作者是Xinlei Chen, Zhuang Liu, Saining Xie, Kaiming He,分别来自FAIR和NYU。论文引用:Chen, Xinlei et al. “Deconstructing Denoising Diffusion Models for Self-Supervised Learning.” ArXiv abs/2401.14404 (2024): n. pag.

Key Words

  • Denoising Diffusion Models
  • Denoising Autoencoder
  • low-dimensional latent space

总结

  1. Denoising 是目前生成模型的核心,例如DDM,这些生成模型效果很好,看起来对于视觉内容有学习表征的能力。两个问题:
    • 目前研究DDMs的表征能力是用off-the-shelf的预训练的DDMs,这个原本是用来生成的,现在用来评估识别的表征;
    • 不清楚表征能力是通过denoising-driven过程还是diffusion-driven过程得到的。
  2. 文章的思路是:deconstruct DDM,将它逐步改成经典的DAE,通过这个过程检验它的各个方面。发现主要的一个component是tokenizer:create a low-dimensional latent space。the role of using multiple levels of noise is analogous to a form of data augmentation

  1. architecture 如下图所示。
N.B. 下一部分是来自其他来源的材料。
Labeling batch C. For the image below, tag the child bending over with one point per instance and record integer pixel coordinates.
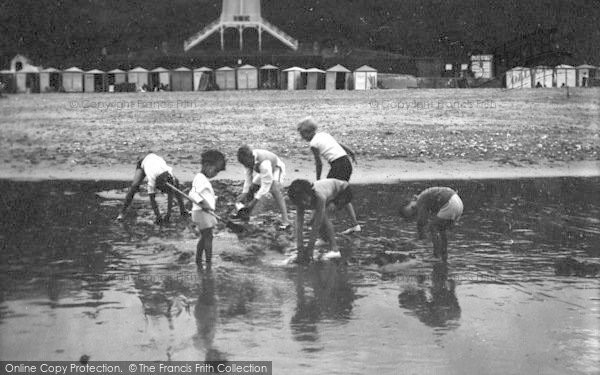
(442, 208)
(205, 200)
(158, 173)
(264, 173)
(324, 145)
(322, 197)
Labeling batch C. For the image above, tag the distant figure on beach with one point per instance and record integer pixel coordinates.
(324, 145)
(158, 173)
(205, 200)
(264, 173)
(323, 197)
(441, 207)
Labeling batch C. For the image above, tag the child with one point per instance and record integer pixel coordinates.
(204, 196)
(323, 196)
(443, 207)
(270, 172)
(324, 145)
(158, 173)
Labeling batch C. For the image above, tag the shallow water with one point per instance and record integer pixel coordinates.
(74, 282)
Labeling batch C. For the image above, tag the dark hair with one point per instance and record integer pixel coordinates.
(214, 157)
(244, 152)
(299, 189)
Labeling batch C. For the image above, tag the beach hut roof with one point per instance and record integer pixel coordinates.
(139, 69)
(294, 68)
(366, 68)
(29, 69)
(338, 69)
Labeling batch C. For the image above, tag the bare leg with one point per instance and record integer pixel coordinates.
(443, 245)
(351, 213)
(329, 232)
(199, 250)
(276, 191)
(138, 177)
(207, 237)
(435, 238)
(182, 209)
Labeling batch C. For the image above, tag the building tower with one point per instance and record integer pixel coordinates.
(240, 14)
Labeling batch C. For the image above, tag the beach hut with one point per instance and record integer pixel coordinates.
(182, 79)
(269, 77)
(225, 78)
(315, 79)
(28, 79)
(117, 76)
(73, 80)
(365, 78)
(294, 78)
(139, 77)
(7, 78)
(160, 79)
(542, 76)
(565, 76)
(337, 78)
(49, 80)
(518, 78)
(247, 77)
(584, 74)
(203, 79)
(95, 81)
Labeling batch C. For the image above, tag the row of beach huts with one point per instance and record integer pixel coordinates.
(559, 76)
(32, 79)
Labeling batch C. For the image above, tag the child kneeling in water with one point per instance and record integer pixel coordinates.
(205, 200)
(322, 196)
(442, 207)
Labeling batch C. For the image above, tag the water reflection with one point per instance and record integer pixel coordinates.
(323, 292)
(437, 305)
(206, 314)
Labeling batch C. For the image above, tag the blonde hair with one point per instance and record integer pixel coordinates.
(307, 124)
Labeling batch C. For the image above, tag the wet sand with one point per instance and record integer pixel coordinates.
(371, 171)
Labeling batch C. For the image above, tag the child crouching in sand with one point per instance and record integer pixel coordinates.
(322, 196)
(442, 207)
(324, 145)
(205, 200)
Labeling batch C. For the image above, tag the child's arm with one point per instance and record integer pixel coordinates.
(318, 217)
(135, 185)
(266, 181)
(318, 162)
(422, 218)
(247, 184)
(299, 227)
(155, 208)
(349, 152)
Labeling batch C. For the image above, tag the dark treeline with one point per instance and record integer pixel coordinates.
(51, 30)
称为"l-DAE" for latent Denoising Autoencoder, 用single noise level (not using noise scheduling of DDM) 能够一个还可以的结果。argue that DDM的表征能力是由denoising-driven过程得到的,而不是diffusion-driven 过程得到的。

  2. 解构的步骤:

    • 采用generation-focused settings in DiT to be more oriented toward self-supervised learning. 作者这里remove了DDM里的几种不同的损失、remove class-conditioning和用线性的noise schedule代替了DDM的noise schedule。结论是:生成的质量和自监督的学习能力不相关。
    • 解构和简化tokenizer step by step.用了几种不同的tokenizer: Conv VAE、Patch-wise VAE、Patch-wise AE、Patch-wise PCA。
    • 推动model towards 经典的DAE.

  3. 实验中,没有进行data augmentation, only cneter crops. 表明l-DAE的表征能力是和对数据的依赖无关

Architecture Figure1:The latent Denoising Autoencoder (l-DAE) architecture wehaveultimately reached, after a thorough exploration of decon structing Denoising Diffusion Models (DDM) [23], with the goal of approaching the classical Denoising Autoencoder (DAE) [39] as much as possible. Here, the clean image (left) is projected onto a latent space using patch-wise PCA, in which noise is added(middle). It is then projected back to pixels via inverse PCA. An autoencoder is learned to predict a denoised image (right). This simple architecture largely resembles classical DAE (with the main difference that noise is added to the latent) and achieves competitive self-supervised learning performance.

related work Figure2: A classical DAE and a modern DDM. (a) A classical DAEthat adds and predicts noise on the image space. (b) State-of-the-art DDMs (e.g., LDM [33], DIT [32]) that operate on a latent space, where the noise is added and predicted.